The prov:Usage was adopted for the representation of the binding of a variable with other resources, linked from the instruction (p-plan:Plan) through the prov:qualifiedUsage. Therefore, we adopted this same capability of PROV, enabling the connection to variable(s) (p-plan:Variable) and dataset distributions (dcat:Distribution). For example, the instruction (p-plan:Plan) to download a dataset and save it in the local environment has a link (prov:qualifiedUsage) to the binding the online dataset to a local variable (prov:Usage), which represents the connection between the dataset distribution (dcat:Distribution) and the local variable (p-plan:Variable) through instances of the prov:entity properties.
We adopted the very same profile defined by the FAIR Data Point specification for the representation of datasets (input and output) through the dcat:Dataset element, which should be linked to the available distributions (dcat:Distribution) through the dcat:distribution property, and the URL to download the distribution is represented with dcat:downloadURL. We improved this approach with data formats from the EDAM ontology (edam:format_1915) through the dcat:mediaType property. A dataset distribution may be available as a text file (edam:format_2330), e.g., a CSV file, and as RDF language (edam:format_2376), e.g., as N-triples serialization (edam:format_3256). For example, the datasets used in our experiments (OpenPREDICT) from DrugBank, Kegg and Sider are provided in N-triples format, while the phenotype annotations dataset is a CSV file.
Our approach also allows the representation of queries over RDF input datasets as SPARQL statements by adopting the SHACL ontology. A sh:NodeShape instance represents the constraints that need to be met with respect to a SPARQL query, which is represented with the sh:SPARQLConstraint element and linked through the sh:sparql property. The use of the SPARQL query over the specific dataset is represented through the prov:Usage approach, where a sh:NodeShape instance links to a prov:Usage with the sh:targetClass property. For example, the constraints used to fetch the drug smiles data from the DrugBank are represented with a sh:NodeShape, which is linked to the specific SPARQL query (sh:SPARQLConstraint) through the sh:sparql property, and linked to query execution binding (prov:Usage) through the sh:targetClass.

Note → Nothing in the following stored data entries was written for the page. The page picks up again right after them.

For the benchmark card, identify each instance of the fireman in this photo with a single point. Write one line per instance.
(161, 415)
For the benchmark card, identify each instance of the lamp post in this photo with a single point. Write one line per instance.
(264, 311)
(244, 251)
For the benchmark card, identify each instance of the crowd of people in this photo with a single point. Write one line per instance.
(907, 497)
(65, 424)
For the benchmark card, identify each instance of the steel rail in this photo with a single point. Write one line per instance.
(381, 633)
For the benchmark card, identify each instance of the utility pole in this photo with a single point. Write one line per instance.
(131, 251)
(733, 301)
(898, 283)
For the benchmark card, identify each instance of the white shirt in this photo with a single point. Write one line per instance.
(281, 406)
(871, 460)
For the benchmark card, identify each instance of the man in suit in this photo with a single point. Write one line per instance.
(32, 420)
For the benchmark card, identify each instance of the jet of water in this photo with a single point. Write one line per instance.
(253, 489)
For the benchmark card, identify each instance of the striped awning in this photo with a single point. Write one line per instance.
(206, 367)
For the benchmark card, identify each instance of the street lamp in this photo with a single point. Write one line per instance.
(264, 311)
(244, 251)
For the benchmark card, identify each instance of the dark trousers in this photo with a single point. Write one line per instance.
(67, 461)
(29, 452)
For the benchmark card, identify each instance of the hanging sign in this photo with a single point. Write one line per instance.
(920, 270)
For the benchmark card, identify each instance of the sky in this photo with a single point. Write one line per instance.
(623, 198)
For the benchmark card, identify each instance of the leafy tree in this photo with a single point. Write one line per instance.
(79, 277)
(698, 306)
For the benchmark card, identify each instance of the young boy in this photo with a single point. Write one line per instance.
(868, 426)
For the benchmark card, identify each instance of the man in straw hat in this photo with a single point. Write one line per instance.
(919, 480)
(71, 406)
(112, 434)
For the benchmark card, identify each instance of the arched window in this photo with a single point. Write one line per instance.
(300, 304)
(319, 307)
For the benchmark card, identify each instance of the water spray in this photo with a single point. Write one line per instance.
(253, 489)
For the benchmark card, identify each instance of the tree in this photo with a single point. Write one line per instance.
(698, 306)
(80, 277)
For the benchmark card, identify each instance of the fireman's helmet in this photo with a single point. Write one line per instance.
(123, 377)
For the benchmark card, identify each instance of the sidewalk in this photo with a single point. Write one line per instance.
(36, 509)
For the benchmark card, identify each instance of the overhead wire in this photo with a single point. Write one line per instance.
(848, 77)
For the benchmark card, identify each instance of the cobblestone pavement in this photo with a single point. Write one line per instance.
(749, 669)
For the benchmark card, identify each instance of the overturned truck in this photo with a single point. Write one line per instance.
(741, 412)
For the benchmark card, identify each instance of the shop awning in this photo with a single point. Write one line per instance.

We adopted the fabio:Triplestore element to represent the triplestore where a RDF-based dataset distribution is stored.
We adopted the BPMN 2.0 ontology for the representation of manual and computational activities through the bpmn:ManualTask and bpmn:ScriptTask, respectively. Therefore, in our ontology we specialized a p-plan:Step as either bpmn:ManualTask or bpmn:ScriptTask through a generalization set relationship that is disjoint and complete. By adopting this approach, the modeller can represent how instructions (p-plan:Plan) should be executed in the workflow. Notice that the same instruction can be executed as a manual and a computational step. For example, a Python instruction often used in Jupyter notebooks is the variable_name.head() method, which prints an excerpt of the variable content (as a data table) so the data scientist can look for any issues with the data before continuing the workflow execution. Although it is an instruction written in a programming language, its execution should be manually, i.e., it requires human intervention to run it. This approach also allows the end user to search for manual steps in a workflow that may be converted to computational steps in a next version. We adopted an extensible approach for the classification of instructions according to existing semantic models that provide elements to describe the instruction(s) of particular workflow systems. For example, we adopted reprod:Cell (as a p-plan:Plan), which is the element used by ProvBook to represent a cell of a workflow implemented with Jupyter Notebook.
For the representation of retrospective provenance, i.e., information about prior executions of the workflow, we adopted the very same approach of P-PLAN leveraged by PROV. Therefore, the p-plan:Activity element, which is a specialization of prov:Activity, is chosen for the representation of the execution of each step in a workflow. This is enabled by the use of p-plan:correspondsToStep property between a p-plan:Activity and a p-plan:Step.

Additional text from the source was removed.